I was trying to remember the name of the graham cracker crumbs I like. “It’s ‘‘something’ Maid’,” I said.
“Rubber?” asked Joseph, just as Larry said, “Minute?”
Fine bunch of Helpful Hatties. It’s Honey. Honey Maid.
After supper, I read to the children the story of the Israelite spies going into Canaanland from Kadesh-Barnea. Only Caleb and Joshua brought back a good report. Not a soul is recorded as having tasted that wonderful cluster of grapes they brought back, so large two men had to carry it suspended on a branch between them. The other men told alarming tales of the giants in the land, and when Caleb and Joshua protested that with God on their side they would have no trouble conquering the land, the people wanted to stone them. God punished the people for their unbelief by causing them to wander in the wilderness forty more years, until all the older generation had died.

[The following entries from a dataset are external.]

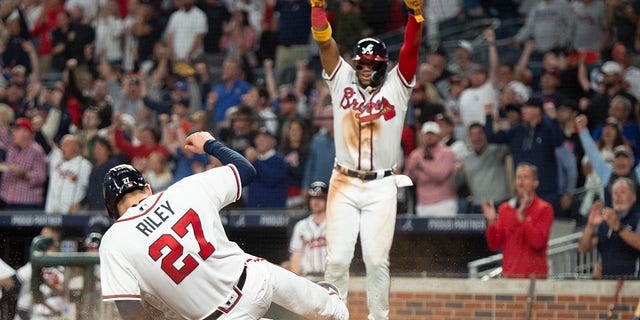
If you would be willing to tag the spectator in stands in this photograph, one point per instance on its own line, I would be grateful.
(217, 16)
(42, 29)
(433, 169)
(534, 140)
(69, 175)
(613, 81)
(149, 142)
(147, 29)
(484, 170)
(307, 247)
(23, 182)
(185, 32)
(483, 88)
(350, 25)
(72, 39)
(240, 136)
(259, 99)
(461, 64)
(588, 25)
(621, 110)
(622, 165)
(294, 145)
(617, 239)
(103, 160)
(269, 187)
(621, 25)
(109, 29)
(322, 151)
(548, 24)
(293, 37)
(521, 227)
(157, 173)
(229, 92)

Then, while Larry cut Teddy’s hair, I curled Hester, Lydia, and Victoria’s hair.
Today Robert preached a very good and fitting sermon from the first chapter of Job. The songs we sang were touching and of much comfort. How do people stand such tragedies, I wonder, if they don’t have the consolation of God’s Word, and the dear old songs godly men have written? I still cannot get it through my head that Malinda is gone.
I am typing this letter--editing it, really--from my mother’s house. I stayed with her tonight during church. She just finished a peanut butter and jelly sandwich, and soon will be getting ready for bed.
Tomorrow is the funeral, and I must fix sandwiches and cake tonight when I get home.
Please pray for our many bereaved friends, won’t you?